数据集百度网盘链接:https://pan.baidu.com/s/1i-w-PjuK5Qi7kda6duGLjg
提取码:7hk4

/P4/datasets/prom_data_csvs$ psql -U postgres -d prometheus

\COPY metrics_labels FROM metrics_labels_202003201742.csv DELIMITER ',' CSV HEADER;

\COPY metrics_values FROM metrics_values_202003201743.csv DELIMITER ',' CSV HEADER;

遇到错误,因为开始的时候忘了加DELIMITER ',' CSV HEADER等CSV文件的描述信息。

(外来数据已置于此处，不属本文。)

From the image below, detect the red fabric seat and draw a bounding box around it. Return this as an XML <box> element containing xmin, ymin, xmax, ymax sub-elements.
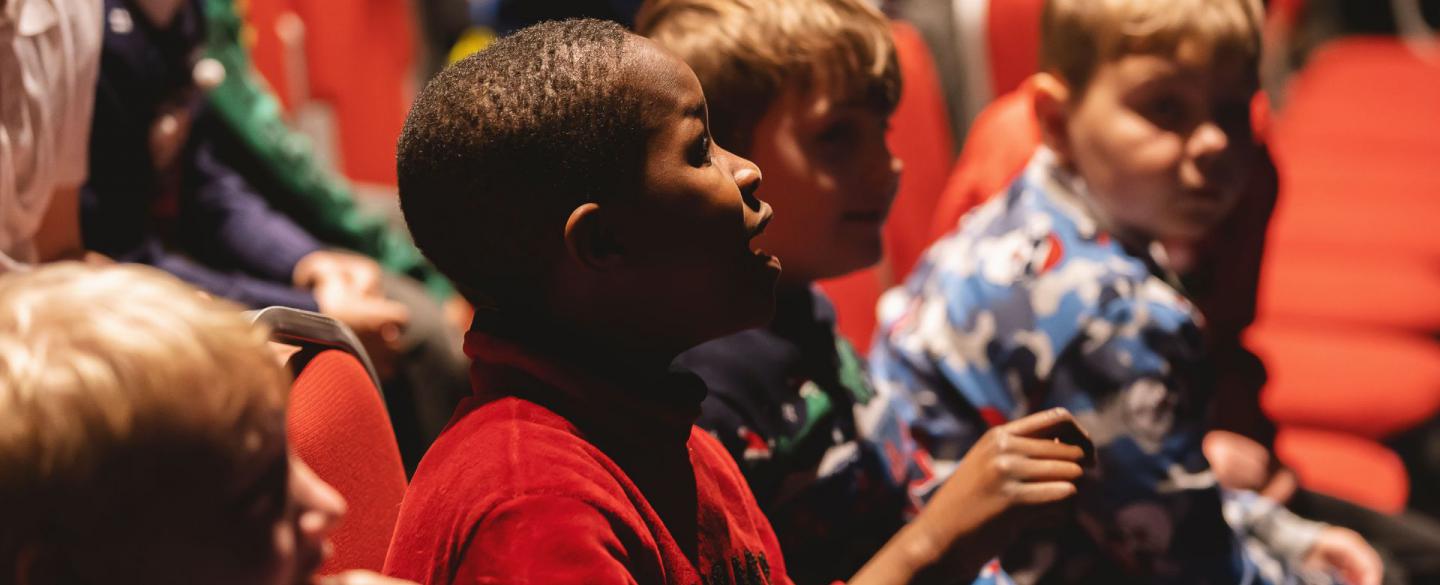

ERROR:  invalid input syntax for integer: ""id","metric_name","labels""
CONTEXT:  COPY metrics_labels, line 1, column id: ""id","metric_name","labels""

1.5 理解Prometheus的监控数据模型

Prometheus的监控数据模型有三大核心概念。参考:https://prometheus.io/docs/concepts/data_model/

具体例子

metrics_values_202003201743.csv文件里面外键引用了labels_id。time域是时间戳,value是测量数据,lables_id指明了这个测量数据的含义。

"time","value","labels_id"
2020-03-18 07:59:57,0,1
2020-03-18 07:59:47,0,1
2020-03-18 07:59:37,0,1
2020-03-18 07:59:27,0,1
2020-03-18 07:59:17,0,1
2020-03-18 07:59:07,0,1
2020-03-18 07:58:57,0,1
2020-03-18 07:58:47,0,1
2020-03-18 07:58:37,0,1

metrics_labels_202003201742.csv文件提供了各种labels的定义。id是编号,metric_name是可读的测度名称,labels是metric详细定义的测度标签。这里labels是jsonb格式数据。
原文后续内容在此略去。